/mnist-sbi

Simulation Based Inference for the important problem of drawing digits

Primary LanguagePythonMIT LicenseMIT

mnist-sbi

Simulation Based Inference for the important problem of drawing digits.

Status: Work In Progress

Currently writing the simulator. No machine learning and no inference yet.

Objective

This is a learning experiment to teach my-self Simulation Based Inference on a high-dimensional problem that is simple enough to be used as an education resource, but high dimensional enough to highlight challenges of SBI applications to scientific domains.

The goal is to infer an estimate of the posterior distribution of the parameters of a mechanistic model that draws MNIST-style digits using modern Neural Network based inference scheme.

Some references on SBI:

  • The frontier of simulation-based inference, Cranmer et al., PNAS 2020 (paper)

  • Benchmarking Simulation-Based Inference, Lueckmann et al., ICML 2021 (paper, code)

The MNIST simulator

The first step is to build a forward, mechanistic model of the data generating process. We decide to approximate the prodcess of a human drawing the curve of a digit on a piece of paper using a smooth cubic Bézier curve with a few segments.
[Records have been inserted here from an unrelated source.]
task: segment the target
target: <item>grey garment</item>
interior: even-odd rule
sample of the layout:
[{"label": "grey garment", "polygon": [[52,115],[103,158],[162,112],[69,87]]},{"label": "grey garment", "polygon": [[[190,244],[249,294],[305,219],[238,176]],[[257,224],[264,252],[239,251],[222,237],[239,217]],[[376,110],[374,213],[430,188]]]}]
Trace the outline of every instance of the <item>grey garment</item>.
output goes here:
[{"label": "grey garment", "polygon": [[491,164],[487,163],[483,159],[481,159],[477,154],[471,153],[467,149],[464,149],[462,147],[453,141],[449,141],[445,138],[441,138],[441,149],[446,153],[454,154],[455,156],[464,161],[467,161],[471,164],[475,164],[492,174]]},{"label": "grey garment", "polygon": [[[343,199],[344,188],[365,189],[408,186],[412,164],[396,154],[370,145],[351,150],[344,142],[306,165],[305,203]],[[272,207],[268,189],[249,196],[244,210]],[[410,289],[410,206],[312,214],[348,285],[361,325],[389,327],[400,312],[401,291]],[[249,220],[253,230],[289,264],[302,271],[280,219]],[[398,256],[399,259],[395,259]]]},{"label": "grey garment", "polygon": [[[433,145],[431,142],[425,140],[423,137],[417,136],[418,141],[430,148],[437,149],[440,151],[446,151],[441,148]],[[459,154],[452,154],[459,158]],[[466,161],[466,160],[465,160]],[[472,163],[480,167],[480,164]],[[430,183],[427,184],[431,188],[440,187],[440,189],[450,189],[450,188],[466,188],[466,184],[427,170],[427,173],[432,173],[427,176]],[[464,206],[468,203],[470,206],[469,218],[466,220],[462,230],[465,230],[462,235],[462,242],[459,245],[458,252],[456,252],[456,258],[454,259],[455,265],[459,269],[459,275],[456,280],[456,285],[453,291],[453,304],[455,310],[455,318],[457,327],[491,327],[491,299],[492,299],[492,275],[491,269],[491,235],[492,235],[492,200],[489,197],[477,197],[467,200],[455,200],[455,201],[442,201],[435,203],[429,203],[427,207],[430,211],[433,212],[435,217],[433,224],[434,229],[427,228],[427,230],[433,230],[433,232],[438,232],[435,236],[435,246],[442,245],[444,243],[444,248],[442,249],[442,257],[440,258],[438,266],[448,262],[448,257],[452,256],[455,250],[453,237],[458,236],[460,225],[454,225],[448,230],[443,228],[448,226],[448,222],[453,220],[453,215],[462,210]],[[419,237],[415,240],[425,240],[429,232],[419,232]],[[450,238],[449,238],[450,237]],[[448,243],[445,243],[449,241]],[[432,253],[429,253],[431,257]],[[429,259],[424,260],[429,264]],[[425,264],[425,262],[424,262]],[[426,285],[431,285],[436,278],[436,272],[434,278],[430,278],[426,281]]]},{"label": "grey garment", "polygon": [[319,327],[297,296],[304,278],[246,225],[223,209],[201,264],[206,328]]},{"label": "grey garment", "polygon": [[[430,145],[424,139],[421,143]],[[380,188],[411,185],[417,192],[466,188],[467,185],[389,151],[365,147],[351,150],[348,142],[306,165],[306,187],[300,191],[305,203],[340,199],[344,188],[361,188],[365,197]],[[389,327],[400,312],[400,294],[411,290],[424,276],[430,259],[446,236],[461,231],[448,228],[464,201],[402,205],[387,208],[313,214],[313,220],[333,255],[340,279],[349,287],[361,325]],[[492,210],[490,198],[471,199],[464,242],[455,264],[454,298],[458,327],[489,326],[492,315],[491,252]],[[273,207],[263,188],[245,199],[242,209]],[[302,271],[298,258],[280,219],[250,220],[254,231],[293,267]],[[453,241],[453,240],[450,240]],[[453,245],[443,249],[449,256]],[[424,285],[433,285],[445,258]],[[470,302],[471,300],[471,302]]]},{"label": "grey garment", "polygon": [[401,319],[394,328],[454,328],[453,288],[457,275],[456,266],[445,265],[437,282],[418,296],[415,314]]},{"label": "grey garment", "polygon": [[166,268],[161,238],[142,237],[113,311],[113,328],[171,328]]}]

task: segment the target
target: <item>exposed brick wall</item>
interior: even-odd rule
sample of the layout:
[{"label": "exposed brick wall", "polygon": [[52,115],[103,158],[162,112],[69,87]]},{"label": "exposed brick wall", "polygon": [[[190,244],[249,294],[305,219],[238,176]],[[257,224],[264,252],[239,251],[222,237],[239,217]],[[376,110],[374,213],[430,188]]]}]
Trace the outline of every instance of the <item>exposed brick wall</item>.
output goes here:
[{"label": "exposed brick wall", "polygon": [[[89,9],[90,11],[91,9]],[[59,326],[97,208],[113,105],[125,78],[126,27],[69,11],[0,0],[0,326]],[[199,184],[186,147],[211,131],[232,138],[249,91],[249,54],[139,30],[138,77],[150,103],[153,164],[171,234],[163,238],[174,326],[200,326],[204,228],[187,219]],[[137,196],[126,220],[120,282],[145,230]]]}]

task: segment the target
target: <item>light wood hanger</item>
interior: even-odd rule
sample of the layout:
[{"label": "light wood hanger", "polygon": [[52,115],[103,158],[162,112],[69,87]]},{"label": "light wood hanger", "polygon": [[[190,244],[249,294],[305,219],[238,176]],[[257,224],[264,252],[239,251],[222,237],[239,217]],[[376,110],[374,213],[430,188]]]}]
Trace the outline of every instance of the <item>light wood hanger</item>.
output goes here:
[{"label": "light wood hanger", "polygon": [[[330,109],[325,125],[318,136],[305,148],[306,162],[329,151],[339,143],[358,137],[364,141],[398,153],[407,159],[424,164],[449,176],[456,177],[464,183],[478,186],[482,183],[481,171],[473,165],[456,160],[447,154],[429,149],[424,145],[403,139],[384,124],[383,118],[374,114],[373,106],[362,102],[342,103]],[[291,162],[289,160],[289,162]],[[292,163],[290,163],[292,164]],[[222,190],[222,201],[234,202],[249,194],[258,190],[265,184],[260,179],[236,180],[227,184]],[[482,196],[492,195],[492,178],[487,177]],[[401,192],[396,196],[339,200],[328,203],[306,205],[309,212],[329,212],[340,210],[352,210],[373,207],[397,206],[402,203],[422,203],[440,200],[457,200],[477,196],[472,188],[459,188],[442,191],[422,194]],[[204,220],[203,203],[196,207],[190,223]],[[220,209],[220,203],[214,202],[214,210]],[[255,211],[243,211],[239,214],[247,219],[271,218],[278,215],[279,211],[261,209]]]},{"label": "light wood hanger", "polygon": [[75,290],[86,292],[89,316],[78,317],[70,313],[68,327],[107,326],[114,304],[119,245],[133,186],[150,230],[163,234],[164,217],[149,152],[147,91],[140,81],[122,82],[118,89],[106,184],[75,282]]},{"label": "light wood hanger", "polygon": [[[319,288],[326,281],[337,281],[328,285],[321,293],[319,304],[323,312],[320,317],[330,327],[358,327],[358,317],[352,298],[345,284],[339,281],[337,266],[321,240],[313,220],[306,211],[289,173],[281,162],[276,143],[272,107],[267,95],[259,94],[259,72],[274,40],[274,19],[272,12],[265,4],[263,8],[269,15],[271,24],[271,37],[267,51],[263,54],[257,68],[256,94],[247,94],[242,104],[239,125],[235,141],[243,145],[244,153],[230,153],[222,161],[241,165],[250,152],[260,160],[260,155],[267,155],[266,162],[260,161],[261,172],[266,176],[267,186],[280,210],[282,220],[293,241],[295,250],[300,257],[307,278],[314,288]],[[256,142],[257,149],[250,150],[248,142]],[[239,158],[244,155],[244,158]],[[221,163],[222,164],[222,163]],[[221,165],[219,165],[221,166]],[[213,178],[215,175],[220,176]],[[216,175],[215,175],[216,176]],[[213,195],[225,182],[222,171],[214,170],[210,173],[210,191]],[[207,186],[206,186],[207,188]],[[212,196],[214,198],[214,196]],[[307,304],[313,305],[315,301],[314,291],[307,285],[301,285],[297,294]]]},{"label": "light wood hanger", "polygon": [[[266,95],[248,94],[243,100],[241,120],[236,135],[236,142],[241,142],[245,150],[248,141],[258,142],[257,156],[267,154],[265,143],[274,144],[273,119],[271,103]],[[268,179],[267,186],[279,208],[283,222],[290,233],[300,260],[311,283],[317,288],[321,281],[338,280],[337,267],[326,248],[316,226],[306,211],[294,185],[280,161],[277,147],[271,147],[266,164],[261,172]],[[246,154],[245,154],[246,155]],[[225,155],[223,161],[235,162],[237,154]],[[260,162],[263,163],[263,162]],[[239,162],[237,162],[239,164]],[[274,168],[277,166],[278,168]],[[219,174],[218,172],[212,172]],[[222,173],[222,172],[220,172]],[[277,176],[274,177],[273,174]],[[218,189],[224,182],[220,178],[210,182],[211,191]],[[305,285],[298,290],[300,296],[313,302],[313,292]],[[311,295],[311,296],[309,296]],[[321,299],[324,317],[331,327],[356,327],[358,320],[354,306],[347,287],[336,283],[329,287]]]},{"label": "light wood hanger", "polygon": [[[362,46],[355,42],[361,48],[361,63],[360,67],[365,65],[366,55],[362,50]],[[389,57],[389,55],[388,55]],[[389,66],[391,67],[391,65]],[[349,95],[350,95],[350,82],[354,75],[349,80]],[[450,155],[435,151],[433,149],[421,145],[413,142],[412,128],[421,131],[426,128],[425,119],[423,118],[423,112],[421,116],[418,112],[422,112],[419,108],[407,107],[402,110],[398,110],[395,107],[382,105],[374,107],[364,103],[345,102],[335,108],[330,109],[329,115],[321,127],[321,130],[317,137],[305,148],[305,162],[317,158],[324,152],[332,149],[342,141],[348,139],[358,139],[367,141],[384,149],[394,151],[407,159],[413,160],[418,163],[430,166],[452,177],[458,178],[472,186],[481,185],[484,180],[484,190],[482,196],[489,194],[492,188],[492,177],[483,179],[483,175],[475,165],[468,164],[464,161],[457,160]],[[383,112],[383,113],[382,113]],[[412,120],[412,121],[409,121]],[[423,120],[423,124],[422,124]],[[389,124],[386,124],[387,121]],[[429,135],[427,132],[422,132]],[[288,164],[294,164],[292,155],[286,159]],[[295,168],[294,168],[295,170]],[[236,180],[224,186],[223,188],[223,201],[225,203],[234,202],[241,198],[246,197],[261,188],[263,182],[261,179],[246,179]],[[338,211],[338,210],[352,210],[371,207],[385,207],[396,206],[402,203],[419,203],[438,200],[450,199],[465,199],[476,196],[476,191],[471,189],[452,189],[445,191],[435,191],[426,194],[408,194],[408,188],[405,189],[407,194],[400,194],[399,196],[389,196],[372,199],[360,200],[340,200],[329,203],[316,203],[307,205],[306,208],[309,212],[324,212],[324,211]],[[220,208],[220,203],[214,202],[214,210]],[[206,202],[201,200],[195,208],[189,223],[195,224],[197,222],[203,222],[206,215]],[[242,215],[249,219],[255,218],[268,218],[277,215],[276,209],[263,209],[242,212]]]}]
The control points of consecutive cubic segments are symmetrised to impose smoothness:

Each segment is rendered by a few tens of intermediary points on the path:

The result is then rasterized on a 28 x 28 pixel grid by using a saturated Gaussian blur applied to approximately even spaced points of the Bezier path.

The rasterization process it-self has unkown parameters: the density of dots per segments, the thickness and the saturation parameters for instance.